O manejo da menorragia depende da causa subjacente, idade, desejo reprodutivo e gravidade dos sintomas. As abordagens incluem terapias farmacológicas, procedimentos minimamente invasivos e cirurgias definitivas.

Tratamento farmacológico

Antifibrinolíticos (ácido tranexâmico): reduzem o sangramento em até 50%.
Anti-inflamatórios não esteroides (AINEs): diminuem a produção de prostaglandinas e reduzem o fluxo menstrual.
Terapia hormonal combinada: pílulas anticoncepcionais, adesivos ou anéis vaginais regulam o ciclo e reduzem o volume menstrual.
Progesterona oral ou injetável: indicada em casos de anovulação.
Dispositivo intrauterino liberador de levonorgestrel (DIU-LNG): considerado tratamento de primeira linha, reduzindo o sangramento em até 90% após seis meses de uso.
Análogos do GnRH: usados temporariamente em casos refratários ou pré-operatórios.

Tratamento cirúrgico

Ablação endometrial: destruição do endométrio, indicada para mulheres sem desejo reprodutivo.
Miomectomia: remoção de miomas preservando o útero.
Histerectomia: tratamento definitivo, reservado para casos graves ou refratários.
Embolização das artérias uterinas: alternativa minimamente invasiva para miomas sintomáticos.

Complicações

A menorragia não tratada pode levar à anemia ferropriva, fadiga crônica, comprometimento cognitivo e impacto psicológico significativo.

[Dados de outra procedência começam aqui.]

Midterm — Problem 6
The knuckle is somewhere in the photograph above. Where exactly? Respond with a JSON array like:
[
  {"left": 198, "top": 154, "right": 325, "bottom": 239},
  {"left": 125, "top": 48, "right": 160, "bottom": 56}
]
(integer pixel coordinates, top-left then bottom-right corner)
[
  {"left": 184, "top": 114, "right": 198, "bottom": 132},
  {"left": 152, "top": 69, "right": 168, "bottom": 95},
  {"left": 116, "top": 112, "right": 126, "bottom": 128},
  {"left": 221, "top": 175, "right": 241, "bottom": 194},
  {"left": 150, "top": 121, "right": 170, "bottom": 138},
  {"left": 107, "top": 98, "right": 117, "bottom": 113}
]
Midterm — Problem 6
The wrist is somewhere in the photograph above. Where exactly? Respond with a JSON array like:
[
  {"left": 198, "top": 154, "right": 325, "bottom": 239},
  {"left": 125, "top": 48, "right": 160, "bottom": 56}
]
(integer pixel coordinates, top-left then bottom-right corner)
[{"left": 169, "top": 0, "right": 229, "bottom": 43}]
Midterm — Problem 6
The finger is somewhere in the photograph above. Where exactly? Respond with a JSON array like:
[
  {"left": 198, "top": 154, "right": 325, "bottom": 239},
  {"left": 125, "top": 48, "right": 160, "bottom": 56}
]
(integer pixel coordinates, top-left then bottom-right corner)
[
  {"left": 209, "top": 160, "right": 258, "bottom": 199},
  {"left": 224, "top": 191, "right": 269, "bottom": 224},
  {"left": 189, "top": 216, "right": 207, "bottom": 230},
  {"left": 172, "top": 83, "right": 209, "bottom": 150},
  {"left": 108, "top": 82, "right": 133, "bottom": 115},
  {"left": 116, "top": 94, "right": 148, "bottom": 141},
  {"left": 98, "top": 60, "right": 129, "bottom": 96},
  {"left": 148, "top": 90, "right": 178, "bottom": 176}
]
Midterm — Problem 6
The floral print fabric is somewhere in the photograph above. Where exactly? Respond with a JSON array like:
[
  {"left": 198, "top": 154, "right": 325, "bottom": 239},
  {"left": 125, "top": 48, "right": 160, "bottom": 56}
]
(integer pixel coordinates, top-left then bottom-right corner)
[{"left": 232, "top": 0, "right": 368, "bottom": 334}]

Estudos recentes também associam a menorragia crônica à redução da produtividade laboral e aumento de custos com saúde.

Atualizações recentes

Pesquisas publicadas entre 2022 e 2024 destacam avanços no entendimento molecular da hemostasia endometrial e no papel das citocinas inflamatórias. Estudos clínicos recentes demonstraram eficácia superior do DIU-LNG em comparação com terapias hormonais orais, com melhor adesão e satisfação das pacientes. Além disso, novas técnicas de ablação endometrial por radiofrequência e crioterapia têm mostrado resultados promissores em termos de segurança e controle do sangramento.

Prognóstico

Com diagnóstico precoce e tratamento adequado, o prognóstico da menorragia é favorável. A escolha terapêutica individualizada, baseada em evidências e preferências da paciente, é essencial para o sucesso clínico e melhora da qualidade de vida.

Conclusão

A menorragia representa um desafio clínico multifatorial que exige abordagem diagnóstica sistemática e tratamento personalizado. O avanço das terapias hormonais, dispositivos intrauterinos e técnicas minimamente invasivas tem transformado o manejo dessa condição, reduzindo a necessidade de intervenções cirúrgicas radicais e melhorando os desfechos clínicos e psicossociais das pacientes.